Cette façon radicale de s’exprimer, pour laquelle toute chose peut être réduite à Cela qui connaît, implique non pas que les objets doivent être ignorés ou éliminés, mais au contraire qu’ils doivent être considérés comme pointant vers la Réalité. Dans le but de reconnaître le Soi, la plupart des textes de la Tradition de l’Advaïta recommandent comme étant le mieux, d’apprendre à ne pas accorder d’attention aux objets des sens. Mais Atmananda, concrètement, mettait au clair que rien n’est un obstacle. Personne n’est jamais vraiment englouti dans un objet, ou entravé par un obstacle. Rien ne doit être ôté, rien ne voile la Conscience. L’ego non plus n’est pas un ennemi. Au contraire, Atmananda le voit comme une aide :
« Même l’ego tellement méprisé, est d’une grande aide pour la Réalisation de la vérité.. La présence de l’ego chez l’homme, même sous une forme distordue, est infiniment préférable à son absence, comme il en est par exemple pour un arbre » et : « C’est l’ego dans sa totalité qui cherche la Réalisation et lutte pour elle. Quand elle est orientée vers la Réalité ultime, la part matérielle s’effondre automatiquement, et seule reste la Conscience en tant que « Principe-Je », c’est la Réalisation »
L’insistance d’Atmananda pour une non-dualité radicale ne veut pas dire qu’il analyse cela dans son contact quotidien avec les gens. L’ego est déjà totalement dissous, et c’était aussi le cas lors de ses contacts de maître à étudiant. En d’autres termes, il n’avait pas l’illusion que le schéma qu’il donnait s’avérait déjà et définitivement vrai pour ses étudiants ou lecteurs dans leurs activités. Il n’estimait donc pas utile de tout mettre sur un piédestal la non- séparation ou non-dualité, dans ses activités d’enseignant ou d’officier dans la police.
Clamer top tôt que « Tout est Conscience, dans un cadre mondain ou relationnel, lui apparaissait comme un piège, et il continua à mettre en évidence l’état de séparation tant que celui-ci constituait la réalité de la vie de l’étudiant. »
- NDLR: ceci en ce qui me concerne, me semble fondamental, vu le nombre exponentiel des « gurus advaïta d’internet » dont quelques- uns me semblent plus être des perroquets formant des perroquets, que des Ramana en devenir. Ce n’est pas parce que l’on répète sans cesse que « Tout est Conscience », et quelques concepts basiques de l’Advaïta, que l’on acquiert automatiquement le gage de sérieux, de Vérité et d’Amour, que cette position nécessite.

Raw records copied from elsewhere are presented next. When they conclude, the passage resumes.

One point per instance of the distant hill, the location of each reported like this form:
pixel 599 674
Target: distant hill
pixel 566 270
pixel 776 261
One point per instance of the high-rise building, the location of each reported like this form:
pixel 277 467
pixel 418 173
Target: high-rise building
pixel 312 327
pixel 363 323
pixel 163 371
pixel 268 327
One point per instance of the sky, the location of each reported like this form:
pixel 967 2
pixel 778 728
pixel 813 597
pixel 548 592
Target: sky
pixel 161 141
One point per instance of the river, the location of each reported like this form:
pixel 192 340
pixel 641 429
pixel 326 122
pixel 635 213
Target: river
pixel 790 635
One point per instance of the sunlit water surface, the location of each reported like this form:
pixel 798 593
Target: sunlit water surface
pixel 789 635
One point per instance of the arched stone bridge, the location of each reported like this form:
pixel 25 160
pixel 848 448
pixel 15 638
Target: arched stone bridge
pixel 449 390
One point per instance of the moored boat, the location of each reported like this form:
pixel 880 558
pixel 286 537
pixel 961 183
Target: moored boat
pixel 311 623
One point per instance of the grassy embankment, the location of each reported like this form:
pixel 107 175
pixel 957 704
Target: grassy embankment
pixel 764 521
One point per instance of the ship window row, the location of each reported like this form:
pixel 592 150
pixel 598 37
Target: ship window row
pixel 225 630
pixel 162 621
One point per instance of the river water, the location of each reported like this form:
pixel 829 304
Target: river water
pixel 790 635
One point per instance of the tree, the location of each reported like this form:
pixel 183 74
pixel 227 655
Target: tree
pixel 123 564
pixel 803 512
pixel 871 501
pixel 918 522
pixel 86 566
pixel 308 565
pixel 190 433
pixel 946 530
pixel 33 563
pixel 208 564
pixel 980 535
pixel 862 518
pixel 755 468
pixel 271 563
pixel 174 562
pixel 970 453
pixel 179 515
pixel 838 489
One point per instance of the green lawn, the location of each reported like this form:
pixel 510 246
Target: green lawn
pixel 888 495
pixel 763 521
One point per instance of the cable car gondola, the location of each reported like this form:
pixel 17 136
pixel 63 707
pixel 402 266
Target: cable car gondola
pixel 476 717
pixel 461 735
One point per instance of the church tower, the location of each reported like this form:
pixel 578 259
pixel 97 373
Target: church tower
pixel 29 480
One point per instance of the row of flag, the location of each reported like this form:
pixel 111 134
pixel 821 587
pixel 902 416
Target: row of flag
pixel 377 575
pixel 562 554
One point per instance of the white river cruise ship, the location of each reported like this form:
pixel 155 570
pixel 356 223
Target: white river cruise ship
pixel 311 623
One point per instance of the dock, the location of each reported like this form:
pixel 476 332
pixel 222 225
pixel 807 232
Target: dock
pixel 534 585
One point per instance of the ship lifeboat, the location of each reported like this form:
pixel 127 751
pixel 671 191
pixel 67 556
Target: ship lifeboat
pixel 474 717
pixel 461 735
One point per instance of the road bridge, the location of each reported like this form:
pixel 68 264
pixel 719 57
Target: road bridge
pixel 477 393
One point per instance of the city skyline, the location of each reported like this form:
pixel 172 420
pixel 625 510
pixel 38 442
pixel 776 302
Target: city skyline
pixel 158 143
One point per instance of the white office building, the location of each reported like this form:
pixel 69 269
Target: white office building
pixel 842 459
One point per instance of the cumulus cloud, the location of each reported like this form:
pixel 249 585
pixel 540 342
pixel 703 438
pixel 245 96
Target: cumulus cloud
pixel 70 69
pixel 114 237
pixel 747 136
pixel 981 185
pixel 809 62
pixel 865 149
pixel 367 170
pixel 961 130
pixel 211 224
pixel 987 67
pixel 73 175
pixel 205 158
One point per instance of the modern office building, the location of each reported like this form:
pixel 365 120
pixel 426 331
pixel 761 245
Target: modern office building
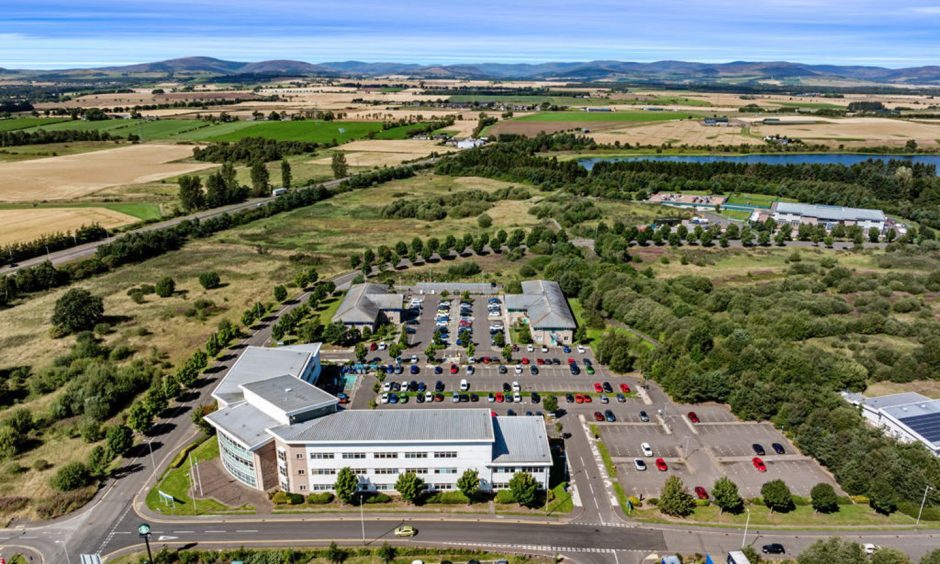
pixel 542 305
pixel 908 417
pixel 276 429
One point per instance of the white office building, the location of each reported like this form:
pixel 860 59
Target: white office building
pixel 276 429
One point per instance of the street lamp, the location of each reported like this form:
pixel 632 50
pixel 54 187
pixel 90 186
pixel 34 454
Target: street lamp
pixel 922 502
pixel 144 531
pixel 746 523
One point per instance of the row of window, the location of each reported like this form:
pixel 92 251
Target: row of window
pixel 377 455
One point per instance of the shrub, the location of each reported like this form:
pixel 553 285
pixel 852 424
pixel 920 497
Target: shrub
pixel 209 280
pixel 320 498
pixel 72 476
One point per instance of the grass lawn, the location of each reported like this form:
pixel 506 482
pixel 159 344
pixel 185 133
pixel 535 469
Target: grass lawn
pixel 176 482
pixel 24 123
pixel 802 517
pixel 605 116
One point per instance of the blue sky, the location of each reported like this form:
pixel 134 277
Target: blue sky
pixel 77 33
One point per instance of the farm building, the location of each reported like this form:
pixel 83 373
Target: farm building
pixel 279 431
pixel 543 306
pixel 908 417
pixel 815 214
pixel 369 305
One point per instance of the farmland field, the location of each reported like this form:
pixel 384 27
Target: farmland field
pixel 75 176
pixel 20 225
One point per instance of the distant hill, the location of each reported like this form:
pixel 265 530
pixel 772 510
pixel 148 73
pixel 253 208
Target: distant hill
pixel 663 71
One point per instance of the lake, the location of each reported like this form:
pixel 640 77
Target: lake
pixel 846 159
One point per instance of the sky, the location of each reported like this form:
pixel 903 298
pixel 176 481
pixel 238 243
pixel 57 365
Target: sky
pixel 45 34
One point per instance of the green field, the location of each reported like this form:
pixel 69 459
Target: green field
pixel 605 116
pixel 24 123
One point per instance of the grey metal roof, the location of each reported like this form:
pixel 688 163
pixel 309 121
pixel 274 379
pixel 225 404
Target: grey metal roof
pixel 484 288
pixel 520 440
pixel 833 213
pixel 363 302
pixel 544 303
pixel 406 425
pixel 245 423
pixel 260 363
pixel 290 394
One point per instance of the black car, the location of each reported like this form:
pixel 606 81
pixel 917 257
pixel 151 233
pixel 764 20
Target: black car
pixel 773 548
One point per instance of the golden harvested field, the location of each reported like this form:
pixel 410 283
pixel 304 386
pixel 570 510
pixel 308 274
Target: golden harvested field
pixel 74 176
pixel 688 132
pixel 857 131
pixel 386 152
pixel 28 224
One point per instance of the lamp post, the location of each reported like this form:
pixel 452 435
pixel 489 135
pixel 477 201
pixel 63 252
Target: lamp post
pixel 144 531
pixel 746 523
pixel 922 502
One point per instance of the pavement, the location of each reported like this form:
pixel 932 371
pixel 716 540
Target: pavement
pixel 596 531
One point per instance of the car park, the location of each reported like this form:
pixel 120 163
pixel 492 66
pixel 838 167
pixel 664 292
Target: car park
pixel 773 548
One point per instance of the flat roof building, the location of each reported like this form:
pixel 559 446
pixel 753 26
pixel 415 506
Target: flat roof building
pixel 277 430
pixel 908 417
pixel 369 305
pixel 543 306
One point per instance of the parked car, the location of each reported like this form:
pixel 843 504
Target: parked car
pixel 773 548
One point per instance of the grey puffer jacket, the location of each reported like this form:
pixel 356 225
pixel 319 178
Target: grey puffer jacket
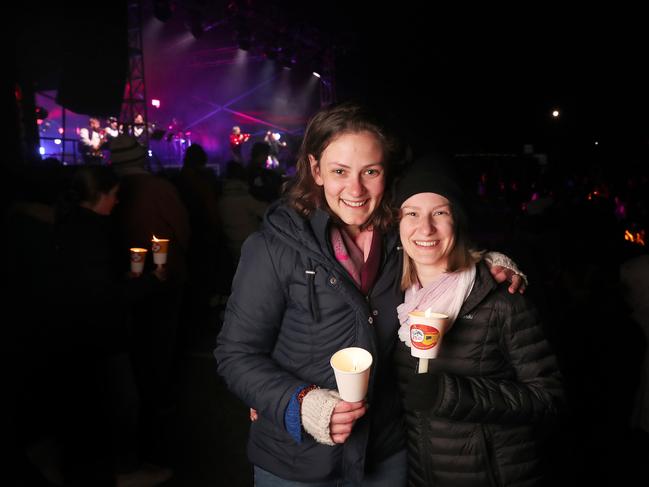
pixel 499 388
pixel 292 307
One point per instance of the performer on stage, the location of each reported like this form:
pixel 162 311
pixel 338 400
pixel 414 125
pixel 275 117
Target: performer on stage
pixel 274 145
pixel 141 131
pixel 114 128
pixel 91 140
pixel 236 141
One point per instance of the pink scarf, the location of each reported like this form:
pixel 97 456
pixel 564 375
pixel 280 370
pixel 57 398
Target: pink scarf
pixel 445 295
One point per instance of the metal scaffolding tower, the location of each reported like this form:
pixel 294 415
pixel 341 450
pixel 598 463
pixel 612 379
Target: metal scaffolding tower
pixel 135 100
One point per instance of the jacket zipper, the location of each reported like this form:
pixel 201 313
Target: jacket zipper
pixel 488 457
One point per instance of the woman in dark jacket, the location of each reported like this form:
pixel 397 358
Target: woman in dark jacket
pixel 318 277
pixel 98 398
pixel 475 419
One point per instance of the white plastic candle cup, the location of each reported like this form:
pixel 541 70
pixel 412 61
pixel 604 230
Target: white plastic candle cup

Il ne considérait donc pas l’Advaïta, la non- dualité, comme étant applicable dans la relation entre maître et disciple:
« Pensez à votre Guru uniquement dans le cadre de la dualité, appliquez totalement votre coeur à cela et perdez-vous en lui. Alors l’Ultime dansera devant vous comme un enfant »[…] « L’Advaïta ne fait que pointer vers le Guru. Vous n’atteindrez pas l’Advaïta avant d’avoir atteint l’état sans ego. Ne pensez même jamais que vous ne faites qu’un avec le Guru. Ceci ne vous conduira jamais à l’ultime. Au contraire cette pensée ne fera que vous étouffer. L’Advaïta ne fait que pointer vers l’Ultime. »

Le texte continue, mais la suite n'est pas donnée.